Por Renato Gadioli. Transcrição de um excerto da mensagem de voz enviada para Jandir Jr. no dia 19 de setembro de 2021. Os comentários dizem respeito à performance CFTV, realizada na Feira Equinox, em 2021.

 

No terceiro capítulo, com um jogo irônico de imagens-palavras, denúncia, seriedade e garantia de compromisso profissional, Amador e Jr. Segurança Patrimonial Ltda. dão um susto ao pé do ouvido, uma rasteira. Na academia, nas instituições culturais, no público desavisado, na piscina. Entre [não] poder rir, vigilância, controle de corpos e afeto, os bastidores hierárquicos do sistema da arte e da sociedade vão sendo desvelados em Amador e Jr. Segurança Patrimonial Ltda.: nove fotografias, um misto de performance, educação, mediação e [in]segurança patrimonial.
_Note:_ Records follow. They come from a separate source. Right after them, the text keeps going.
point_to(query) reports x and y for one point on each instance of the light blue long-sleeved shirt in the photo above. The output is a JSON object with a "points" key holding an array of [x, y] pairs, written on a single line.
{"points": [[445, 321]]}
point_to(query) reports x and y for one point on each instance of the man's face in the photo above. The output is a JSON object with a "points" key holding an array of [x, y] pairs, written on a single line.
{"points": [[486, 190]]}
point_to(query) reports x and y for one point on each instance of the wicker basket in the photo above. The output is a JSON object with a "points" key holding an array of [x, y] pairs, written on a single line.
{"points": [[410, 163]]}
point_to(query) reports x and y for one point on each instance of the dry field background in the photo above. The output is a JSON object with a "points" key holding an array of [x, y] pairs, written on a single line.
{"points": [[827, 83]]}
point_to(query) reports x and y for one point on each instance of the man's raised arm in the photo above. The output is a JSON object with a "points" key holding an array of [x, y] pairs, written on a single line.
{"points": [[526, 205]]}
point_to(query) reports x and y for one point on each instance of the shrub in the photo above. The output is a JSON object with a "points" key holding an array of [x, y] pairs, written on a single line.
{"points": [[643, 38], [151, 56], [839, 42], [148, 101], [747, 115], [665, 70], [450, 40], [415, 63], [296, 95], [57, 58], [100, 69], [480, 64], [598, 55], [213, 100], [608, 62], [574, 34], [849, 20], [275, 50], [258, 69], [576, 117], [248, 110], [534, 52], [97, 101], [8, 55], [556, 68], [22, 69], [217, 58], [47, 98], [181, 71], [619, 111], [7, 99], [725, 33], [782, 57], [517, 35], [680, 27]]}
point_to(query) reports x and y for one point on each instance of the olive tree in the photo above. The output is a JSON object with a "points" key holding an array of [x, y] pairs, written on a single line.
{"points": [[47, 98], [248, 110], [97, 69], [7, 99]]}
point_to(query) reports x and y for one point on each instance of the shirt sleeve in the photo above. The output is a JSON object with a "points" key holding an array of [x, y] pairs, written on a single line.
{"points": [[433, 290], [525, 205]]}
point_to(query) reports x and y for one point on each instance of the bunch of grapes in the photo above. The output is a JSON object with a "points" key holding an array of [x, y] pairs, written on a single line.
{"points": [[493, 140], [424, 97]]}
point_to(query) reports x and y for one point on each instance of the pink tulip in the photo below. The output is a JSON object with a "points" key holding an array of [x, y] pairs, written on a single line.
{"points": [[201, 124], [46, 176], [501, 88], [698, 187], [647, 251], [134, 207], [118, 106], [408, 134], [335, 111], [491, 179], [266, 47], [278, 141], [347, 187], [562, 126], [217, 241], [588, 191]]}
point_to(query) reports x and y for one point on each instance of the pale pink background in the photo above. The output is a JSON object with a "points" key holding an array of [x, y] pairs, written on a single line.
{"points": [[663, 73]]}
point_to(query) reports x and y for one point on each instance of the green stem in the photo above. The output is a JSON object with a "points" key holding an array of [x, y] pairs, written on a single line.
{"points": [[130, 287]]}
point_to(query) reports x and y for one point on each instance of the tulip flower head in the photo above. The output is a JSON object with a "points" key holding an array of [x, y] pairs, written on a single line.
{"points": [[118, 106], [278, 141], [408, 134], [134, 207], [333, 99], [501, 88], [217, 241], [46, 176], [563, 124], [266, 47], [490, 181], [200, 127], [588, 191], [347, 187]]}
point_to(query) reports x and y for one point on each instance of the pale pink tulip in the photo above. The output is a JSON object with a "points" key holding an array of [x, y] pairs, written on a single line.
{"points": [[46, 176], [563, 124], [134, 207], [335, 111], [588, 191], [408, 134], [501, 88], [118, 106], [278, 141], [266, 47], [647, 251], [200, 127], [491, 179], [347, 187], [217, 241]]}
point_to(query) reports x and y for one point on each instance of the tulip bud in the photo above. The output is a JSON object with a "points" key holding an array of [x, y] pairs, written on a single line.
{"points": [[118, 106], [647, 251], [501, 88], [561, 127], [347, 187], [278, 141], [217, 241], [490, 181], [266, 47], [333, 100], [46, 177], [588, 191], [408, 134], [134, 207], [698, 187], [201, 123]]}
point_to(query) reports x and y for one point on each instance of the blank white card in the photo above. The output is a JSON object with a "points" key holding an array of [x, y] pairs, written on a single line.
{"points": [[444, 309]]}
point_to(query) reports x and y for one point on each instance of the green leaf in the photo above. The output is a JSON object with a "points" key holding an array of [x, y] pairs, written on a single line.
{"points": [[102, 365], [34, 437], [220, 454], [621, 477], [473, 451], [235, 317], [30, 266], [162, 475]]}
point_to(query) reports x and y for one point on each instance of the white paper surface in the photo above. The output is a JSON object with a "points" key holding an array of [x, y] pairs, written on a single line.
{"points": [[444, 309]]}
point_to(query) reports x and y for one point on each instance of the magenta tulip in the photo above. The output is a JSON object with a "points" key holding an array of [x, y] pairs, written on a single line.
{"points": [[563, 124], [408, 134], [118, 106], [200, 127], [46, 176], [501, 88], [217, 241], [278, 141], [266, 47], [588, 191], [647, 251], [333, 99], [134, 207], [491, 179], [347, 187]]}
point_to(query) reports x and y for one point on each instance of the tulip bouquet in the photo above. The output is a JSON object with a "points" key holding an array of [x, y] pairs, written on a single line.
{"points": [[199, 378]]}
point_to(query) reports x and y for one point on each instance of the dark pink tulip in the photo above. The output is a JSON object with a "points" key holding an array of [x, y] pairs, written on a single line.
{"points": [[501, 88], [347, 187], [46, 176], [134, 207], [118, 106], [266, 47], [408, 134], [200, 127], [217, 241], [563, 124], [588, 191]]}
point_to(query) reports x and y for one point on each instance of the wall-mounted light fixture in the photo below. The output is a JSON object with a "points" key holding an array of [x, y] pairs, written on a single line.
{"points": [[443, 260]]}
por Mara Pereira e Renata Sampaio. Excerto da apresentação do décimo oitavo Cadernos Flacso: artes visuais e educação [2021], em que as organizadoras do número apresentam o capítulo que nossa empresa foi convidada a escrever.

 

“Portfólio” consiste na apresentação de uma série de trabalhos da dupla de artistas que dão vida à empresa Amador e Jr. Segurança Patrimonial Ltda. As experiências obtidas nos setores educativos de museus contribuíram para a elaboração das performances, dado que partem das observações e vivências compartilhadas neste espaço para desenvolver suas criações. Uniformizados, provocam estranhamento no público por fugirem de um comportamento esperado de seguranças, às vezes de modo sutil, outras vezes com transgressões. Além dos serviços, como os próprios se referem às ações, no site oficial também é possível consultar todos os “clientes” que os contratam até hoje, sendo o termo usado para se referir aos curadores das exposições de que participaram. Sem obedecer a uma ordem cronológica, o portfólio comporta primeiro uma imagem com o título e descrição da proposta, seguido por uma outra com registro fotográfico e legenda. Apesar da singularidade de cada ação, todas se unem por trazer críticas às instituições, ao sistema das artes e a precarização do trabalho.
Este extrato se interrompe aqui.